About the French press. It’s true it doesn’t have to be more than that. But it’s also true you need good fresh beans and grinded on demand, portion by portion.
Do we have a deal? : )
A big advantage of tea over coffee is that the turnover requirements on inventory — to maintain necessary freshness — are much lower with tea. This is certainly one of the obstacles for any establishment offering multiple kinds of coffee.
But given that many of these restaurants also offer multiple wines by the glass, which creates its own kind of small-quantity inventory problem (i.e., wine going stale in open bottles), I don’t see the inventory risk being that much worse for coffee.
I completely agree.
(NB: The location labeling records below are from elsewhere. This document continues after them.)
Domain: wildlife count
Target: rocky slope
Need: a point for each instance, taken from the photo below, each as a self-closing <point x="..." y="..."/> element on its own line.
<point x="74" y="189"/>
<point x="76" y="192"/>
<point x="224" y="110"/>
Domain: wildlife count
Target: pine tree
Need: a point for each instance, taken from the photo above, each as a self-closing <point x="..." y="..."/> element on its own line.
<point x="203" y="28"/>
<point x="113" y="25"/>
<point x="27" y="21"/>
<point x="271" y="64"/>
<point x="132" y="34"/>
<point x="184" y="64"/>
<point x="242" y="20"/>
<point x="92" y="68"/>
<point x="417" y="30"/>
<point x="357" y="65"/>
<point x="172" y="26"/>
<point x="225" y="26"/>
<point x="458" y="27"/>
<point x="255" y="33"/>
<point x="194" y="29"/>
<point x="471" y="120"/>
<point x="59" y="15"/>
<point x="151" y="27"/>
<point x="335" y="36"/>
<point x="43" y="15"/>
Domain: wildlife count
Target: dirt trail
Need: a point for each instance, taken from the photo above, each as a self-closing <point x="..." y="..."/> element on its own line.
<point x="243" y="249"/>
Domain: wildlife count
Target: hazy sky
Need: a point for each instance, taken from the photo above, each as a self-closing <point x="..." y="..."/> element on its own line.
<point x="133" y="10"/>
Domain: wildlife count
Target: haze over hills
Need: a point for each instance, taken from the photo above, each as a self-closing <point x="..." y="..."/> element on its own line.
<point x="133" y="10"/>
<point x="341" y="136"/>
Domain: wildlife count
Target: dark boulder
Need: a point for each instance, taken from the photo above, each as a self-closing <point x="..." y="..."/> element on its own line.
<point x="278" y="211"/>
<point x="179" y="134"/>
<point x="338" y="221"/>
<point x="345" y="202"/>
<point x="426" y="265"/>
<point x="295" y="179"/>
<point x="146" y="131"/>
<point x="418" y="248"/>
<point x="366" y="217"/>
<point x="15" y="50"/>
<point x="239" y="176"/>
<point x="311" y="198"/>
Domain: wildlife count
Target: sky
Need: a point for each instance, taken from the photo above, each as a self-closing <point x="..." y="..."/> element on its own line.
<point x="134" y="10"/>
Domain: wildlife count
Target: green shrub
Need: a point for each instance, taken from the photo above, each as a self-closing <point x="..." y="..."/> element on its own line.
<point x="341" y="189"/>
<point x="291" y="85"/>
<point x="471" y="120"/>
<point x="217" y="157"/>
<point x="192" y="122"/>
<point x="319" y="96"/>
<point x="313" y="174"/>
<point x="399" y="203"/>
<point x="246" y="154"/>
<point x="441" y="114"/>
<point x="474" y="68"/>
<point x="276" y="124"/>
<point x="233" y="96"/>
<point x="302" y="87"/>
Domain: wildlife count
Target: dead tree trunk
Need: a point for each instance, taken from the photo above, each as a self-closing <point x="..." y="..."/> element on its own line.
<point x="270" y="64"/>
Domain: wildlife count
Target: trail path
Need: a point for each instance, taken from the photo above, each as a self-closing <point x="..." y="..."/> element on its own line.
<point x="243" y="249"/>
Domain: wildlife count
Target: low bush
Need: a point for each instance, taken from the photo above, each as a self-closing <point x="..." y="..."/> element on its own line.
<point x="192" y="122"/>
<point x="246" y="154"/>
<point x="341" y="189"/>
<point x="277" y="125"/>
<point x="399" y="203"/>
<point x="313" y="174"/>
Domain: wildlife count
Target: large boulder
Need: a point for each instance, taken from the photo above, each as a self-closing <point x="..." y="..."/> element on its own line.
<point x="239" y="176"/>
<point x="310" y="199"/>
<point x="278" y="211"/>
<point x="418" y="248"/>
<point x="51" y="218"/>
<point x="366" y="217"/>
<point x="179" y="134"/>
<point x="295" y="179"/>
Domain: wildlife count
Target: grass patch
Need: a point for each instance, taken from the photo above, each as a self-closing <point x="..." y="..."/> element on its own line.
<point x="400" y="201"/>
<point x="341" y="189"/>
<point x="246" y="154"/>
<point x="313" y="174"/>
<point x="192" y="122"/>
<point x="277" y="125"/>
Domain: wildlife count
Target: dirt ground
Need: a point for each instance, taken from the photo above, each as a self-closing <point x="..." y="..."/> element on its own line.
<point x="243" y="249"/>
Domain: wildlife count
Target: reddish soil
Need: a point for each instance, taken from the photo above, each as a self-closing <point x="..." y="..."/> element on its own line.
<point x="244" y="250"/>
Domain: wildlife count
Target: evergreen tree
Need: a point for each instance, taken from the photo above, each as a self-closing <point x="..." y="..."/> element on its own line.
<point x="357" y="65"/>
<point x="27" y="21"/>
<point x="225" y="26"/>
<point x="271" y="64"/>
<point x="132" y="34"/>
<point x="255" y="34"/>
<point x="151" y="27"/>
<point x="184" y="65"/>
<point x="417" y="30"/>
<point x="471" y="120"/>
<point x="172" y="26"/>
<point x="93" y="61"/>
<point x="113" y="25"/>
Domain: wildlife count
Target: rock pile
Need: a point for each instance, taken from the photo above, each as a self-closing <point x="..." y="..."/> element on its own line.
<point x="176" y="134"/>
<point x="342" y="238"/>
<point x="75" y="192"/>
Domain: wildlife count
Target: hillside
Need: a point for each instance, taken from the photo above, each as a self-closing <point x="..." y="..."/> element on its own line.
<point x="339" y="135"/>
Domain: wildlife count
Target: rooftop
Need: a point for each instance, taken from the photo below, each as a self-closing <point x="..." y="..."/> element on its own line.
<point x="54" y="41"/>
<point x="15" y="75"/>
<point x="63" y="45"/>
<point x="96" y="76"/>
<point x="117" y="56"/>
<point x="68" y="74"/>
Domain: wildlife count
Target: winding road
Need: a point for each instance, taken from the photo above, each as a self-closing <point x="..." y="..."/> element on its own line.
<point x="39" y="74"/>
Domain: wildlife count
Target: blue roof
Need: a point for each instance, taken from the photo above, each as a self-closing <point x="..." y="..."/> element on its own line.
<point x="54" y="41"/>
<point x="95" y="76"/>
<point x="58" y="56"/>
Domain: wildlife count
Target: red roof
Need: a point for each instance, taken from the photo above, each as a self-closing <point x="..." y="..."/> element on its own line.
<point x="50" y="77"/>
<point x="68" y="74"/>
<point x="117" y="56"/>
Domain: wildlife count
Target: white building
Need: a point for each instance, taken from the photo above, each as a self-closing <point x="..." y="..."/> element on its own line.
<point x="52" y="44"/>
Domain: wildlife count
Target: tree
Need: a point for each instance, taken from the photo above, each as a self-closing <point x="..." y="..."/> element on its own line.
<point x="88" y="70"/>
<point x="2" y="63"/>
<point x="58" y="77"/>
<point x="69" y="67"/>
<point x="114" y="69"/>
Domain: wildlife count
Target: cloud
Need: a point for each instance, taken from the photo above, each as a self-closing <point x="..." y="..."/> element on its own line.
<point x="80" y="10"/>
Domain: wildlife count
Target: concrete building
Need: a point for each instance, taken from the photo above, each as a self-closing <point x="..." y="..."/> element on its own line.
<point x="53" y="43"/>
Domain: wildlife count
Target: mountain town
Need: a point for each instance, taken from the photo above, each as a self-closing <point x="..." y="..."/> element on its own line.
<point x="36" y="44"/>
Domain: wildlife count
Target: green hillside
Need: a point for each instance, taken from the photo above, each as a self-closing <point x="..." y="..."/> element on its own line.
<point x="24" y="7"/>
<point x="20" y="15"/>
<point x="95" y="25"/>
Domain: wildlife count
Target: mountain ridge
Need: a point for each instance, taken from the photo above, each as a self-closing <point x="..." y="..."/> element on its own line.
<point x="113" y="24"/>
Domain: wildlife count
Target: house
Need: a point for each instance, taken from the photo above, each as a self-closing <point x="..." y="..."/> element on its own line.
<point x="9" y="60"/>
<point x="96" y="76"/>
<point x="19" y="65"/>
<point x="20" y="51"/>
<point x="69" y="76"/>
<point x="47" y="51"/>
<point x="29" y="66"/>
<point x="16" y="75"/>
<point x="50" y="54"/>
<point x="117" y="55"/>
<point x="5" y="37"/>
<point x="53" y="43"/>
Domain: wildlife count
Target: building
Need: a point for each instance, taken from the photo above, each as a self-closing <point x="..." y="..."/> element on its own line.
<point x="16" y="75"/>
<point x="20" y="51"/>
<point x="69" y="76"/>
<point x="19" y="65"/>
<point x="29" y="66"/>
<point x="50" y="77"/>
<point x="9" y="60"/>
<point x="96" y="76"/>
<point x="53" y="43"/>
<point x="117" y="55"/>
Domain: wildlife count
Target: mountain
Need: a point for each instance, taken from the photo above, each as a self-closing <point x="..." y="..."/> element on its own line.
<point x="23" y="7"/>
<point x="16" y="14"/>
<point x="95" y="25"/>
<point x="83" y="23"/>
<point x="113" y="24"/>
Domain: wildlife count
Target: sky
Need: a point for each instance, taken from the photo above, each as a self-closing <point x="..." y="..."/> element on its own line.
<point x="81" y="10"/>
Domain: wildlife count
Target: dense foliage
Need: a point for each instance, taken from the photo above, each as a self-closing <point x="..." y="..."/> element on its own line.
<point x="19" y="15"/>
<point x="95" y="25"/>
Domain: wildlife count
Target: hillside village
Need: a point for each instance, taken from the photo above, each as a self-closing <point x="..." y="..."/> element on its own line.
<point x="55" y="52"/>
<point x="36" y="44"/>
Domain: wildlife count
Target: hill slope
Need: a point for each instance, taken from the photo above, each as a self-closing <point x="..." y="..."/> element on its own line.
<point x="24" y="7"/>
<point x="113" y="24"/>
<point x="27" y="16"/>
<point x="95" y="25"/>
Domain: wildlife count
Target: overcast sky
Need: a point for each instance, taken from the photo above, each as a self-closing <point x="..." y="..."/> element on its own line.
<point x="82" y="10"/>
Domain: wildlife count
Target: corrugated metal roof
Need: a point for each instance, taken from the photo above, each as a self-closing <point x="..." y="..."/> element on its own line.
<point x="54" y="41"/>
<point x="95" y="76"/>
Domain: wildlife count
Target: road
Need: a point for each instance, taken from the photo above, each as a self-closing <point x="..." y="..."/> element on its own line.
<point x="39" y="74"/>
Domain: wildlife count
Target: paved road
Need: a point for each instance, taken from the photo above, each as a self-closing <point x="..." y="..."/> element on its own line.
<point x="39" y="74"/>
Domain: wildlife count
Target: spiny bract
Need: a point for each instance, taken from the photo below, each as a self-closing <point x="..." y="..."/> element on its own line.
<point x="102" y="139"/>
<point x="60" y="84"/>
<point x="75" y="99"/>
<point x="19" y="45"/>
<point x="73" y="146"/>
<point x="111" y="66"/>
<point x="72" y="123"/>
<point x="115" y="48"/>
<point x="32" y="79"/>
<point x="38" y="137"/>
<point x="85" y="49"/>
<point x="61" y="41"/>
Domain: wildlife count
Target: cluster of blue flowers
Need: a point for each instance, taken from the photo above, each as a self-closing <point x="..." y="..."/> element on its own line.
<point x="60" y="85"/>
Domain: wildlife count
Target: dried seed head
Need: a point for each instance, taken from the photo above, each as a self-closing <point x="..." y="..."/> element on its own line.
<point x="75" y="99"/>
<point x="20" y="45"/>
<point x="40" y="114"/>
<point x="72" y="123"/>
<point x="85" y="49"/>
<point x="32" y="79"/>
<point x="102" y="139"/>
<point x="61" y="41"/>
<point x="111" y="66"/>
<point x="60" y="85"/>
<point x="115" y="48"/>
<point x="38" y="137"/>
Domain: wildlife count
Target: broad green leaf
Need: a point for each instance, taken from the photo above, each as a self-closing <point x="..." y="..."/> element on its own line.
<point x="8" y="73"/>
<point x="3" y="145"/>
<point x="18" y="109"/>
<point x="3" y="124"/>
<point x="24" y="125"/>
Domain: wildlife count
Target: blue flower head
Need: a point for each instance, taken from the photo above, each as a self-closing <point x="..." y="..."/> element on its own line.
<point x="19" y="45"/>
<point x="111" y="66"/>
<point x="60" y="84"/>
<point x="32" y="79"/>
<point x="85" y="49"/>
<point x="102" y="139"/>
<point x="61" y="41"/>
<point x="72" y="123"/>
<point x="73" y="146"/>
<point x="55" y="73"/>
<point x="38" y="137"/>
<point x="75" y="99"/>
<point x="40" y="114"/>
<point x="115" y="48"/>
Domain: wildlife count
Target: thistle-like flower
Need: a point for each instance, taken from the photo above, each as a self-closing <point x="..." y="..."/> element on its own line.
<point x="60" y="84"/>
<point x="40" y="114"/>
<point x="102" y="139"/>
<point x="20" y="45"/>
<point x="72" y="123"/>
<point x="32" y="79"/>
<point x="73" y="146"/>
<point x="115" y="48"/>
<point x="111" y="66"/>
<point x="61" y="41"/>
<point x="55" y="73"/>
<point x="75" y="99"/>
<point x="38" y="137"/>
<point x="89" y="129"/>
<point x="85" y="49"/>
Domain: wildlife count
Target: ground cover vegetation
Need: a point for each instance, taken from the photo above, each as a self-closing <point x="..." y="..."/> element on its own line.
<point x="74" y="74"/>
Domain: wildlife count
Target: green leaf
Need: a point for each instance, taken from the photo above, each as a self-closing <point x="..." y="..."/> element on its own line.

I’ve had only one experience where I was given a real choice of coffees.
Because of an incredibly generous gift, I was able to eat at Alinea here in Chicago in January. Alinea is one of the best restaurants in the country (or so critics claim). It’s the only place that I’ve ever had a choice of coffee varietals. If memory serves, there were three single origin beans to choose from, served freshly roasted that day in a french press at the table. It was, and still is, the best cup of coffee I’ve ever had, but the meal for two cost $500 (again, paid almost exclusively by the gift; I have no such excess of cash), so I would expect a lot.
But, why do I have to pay $500 to get a choice of three coffee varietals? There are four great restuarants within walking distance of my apartment, with entrees around $20, but none of them offer any real selection. Two of them have automatic espresso bars, the others just serve drip.
By the way, that cup of coffee was the defining element of the meal. Any Joe can cook a perfect piece of wagu in a yuzu sauce and serve it with aromatic cedar branches. But I don’t know many people who can brew a perfect cup of coffee.
Interesting to know about Alinea’s coffee service. No question that Alinea, and chef Grant Achatz, are held in a regard as high as the prices there — even if it, and nearby Moto, are a bit of the “molecular gastronomy” thing (as much as chefs hate that tiresome term).
But talk about high prices. My wife and I had a reservation there last year that I had to cancel — simply because I was meeting up with an old friend (and restaurant fanatic), but I simply didn’t want to blow his future child’s college fund in the process of meeting up for a nice dinner together. (So we instead dined at the “cheap” Japonais Restaurant — located in the old Montgomery Ward HQ building where I once worked as a graphic designer in college, which was a bizarre experience for me.)
Good coffee really shouldn’t require a $500 meal. And when it’s done right, I’ve remembered it as much as anything on the menu.